The humble minestrone. The ULTIMATE bowl of comfort. This is also a winner to batch cook - knowing you've got the comfort of a hearty yet nourishing stew in the freezer to whip out on a rainy day. If you've got extra greens lying around, bung those in too.
Method
Based on 2 servings, adjust as needed.
Step 1
Heat the olive oil in a large saucepan over a medium heat. Once warmed, add the onion, carrot and celery with a large pinch of salt. Sautee for 7-8 minutes until softened, stirring occasionally. Then add the garlic and cook for a further minute until fragrant. Add a splash of water if it starts to catch.
Step 2
Add the tomato purée, oregano, paprika and chilli flakes and cook for another 2-3 mins. Add the wine and let that cook off for a couple more mins.
Add the chopped tomatoes, veg stock and beans with their liquid and season with salt and black pepper.

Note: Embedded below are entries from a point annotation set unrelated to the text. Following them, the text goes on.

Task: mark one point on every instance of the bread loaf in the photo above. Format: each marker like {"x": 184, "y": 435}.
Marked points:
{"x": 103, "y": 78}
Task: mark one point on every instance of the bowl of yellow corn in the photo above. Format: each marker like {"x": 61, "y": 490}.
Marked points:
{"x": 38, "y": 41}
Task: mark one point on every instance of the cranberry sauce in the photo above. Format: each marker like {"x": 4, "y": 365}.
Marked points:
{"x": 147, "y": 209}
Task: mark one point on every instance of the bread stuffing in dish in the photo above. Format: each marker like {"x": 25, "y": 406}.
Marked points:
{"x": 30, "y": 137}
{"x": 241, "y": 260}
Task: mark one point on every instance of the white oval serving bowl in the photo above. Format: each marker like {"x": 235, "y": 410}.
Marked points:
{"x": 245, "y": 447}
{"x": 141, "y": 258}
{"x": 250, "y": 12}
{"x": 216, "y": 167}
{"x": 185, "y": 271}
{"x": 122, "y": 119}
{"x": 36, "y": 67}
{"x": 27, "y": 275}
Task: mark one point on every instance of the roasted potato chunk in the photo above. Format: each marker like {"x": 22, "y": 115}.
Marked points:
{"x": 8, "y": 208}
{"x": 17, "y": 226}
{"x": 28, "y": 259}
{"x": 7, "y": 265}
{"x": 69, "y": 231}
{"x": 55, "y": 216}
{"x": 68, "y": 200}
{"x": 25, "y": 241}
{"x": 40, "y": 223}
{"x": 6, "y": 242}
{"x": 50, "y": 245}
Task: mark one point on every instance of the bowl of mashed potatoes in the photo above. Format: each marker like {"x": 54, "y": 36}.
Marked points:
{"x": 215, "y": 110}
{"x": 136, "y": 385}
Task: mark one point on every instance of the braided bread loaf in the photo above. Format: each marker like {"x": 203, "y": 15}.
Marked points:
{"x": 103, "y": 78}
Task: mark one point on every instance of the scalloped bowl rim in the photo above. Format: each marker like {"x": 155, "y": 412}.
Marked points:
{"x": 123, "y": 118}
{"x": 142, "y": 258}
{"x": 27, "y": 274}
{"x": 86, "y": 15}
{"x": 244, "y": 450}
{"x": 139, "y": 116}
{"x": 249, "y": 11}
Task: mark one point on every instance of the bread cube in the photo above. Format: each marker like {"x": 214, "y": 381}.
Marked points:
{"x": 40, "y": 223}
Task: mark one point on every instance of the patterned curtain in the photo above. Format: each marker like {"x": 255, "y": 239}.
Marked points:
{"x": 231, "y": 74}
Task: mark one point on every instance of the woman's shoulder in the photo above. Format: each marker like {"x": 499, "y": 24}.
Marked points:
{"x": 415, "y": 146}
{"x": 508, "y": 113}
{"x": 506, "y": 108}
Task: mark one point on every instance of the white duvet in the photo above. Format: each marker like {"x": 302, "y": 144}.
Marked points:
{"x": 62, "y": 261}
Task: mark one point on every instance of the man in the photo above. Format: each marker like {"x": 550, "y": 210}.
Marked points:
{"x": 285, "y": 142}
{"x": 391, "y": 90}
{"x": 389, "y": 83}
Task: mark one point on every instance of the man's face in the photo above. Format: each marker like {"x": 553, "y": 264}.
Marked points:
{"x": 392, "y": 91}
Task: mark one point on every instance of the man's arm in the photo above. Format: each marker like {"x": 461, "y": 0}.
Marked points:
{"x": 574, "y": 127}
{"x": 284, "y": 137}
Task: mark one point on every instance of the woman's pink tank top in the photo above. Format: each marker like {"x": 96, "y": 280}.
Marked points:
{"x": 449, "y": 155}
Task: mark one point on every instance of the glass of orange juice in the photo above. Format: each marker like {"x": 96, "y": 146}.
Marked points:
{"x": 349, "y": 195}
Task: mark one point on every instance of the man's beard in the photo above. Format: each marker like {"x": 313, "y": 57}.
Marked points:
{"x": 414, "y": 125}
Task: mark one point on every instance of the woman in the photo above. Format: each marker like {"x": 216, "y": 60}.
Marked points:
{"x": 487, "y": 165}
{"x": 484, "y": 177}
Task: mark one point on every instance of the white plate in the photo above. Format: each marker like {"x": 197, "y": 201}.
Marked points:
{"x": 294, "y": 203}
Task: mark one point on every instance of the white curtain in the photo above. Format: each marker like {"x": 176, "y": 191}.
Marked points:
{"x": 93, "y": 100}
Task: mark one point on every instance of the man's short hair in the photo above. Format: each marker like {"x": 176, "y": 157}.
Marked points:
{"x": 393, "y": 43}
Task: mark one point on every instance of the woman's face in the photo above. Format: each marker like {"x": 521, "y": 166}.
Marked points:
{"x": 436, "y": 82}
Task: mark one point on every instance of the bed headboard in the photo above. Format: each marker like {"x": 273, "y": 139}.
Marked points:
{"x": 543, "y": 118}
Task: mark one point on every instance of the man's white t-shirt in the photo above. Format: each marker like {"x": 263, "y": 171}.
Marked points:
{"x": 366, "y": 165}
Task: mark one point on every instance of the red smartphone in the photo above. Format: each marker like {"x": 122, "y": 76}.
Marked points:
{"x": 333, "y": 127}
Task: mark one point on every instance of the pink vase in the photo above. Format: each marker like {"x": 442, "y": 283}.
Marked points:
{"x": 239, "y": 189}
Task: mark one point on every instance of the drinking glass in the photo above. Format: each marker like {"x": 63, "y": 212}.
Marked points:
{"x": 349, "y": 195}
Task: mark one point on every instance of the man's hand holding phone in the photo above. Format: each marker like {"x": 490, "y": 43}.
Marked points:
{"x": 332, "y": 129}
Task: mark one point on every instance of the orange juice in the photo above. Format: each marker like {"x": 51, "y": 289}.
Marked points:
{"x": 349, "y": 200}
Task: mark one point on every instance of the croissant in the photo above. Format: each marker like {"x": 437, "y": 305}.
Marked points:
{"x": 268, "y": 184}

Bring to a boil then reduce to a simmer for 8-10 mins.
Step 3
Add the pasta and cook until almost al dente - roughly 8-10 minutes. Then add the parmesan, spinach and most of the basil and allow to wilt. Season well with cracked black pepper and salt to taste.
Step 4
Spoon into bowls, top with the remaining basil leaves, more parmesan and a drizzle of olive oil.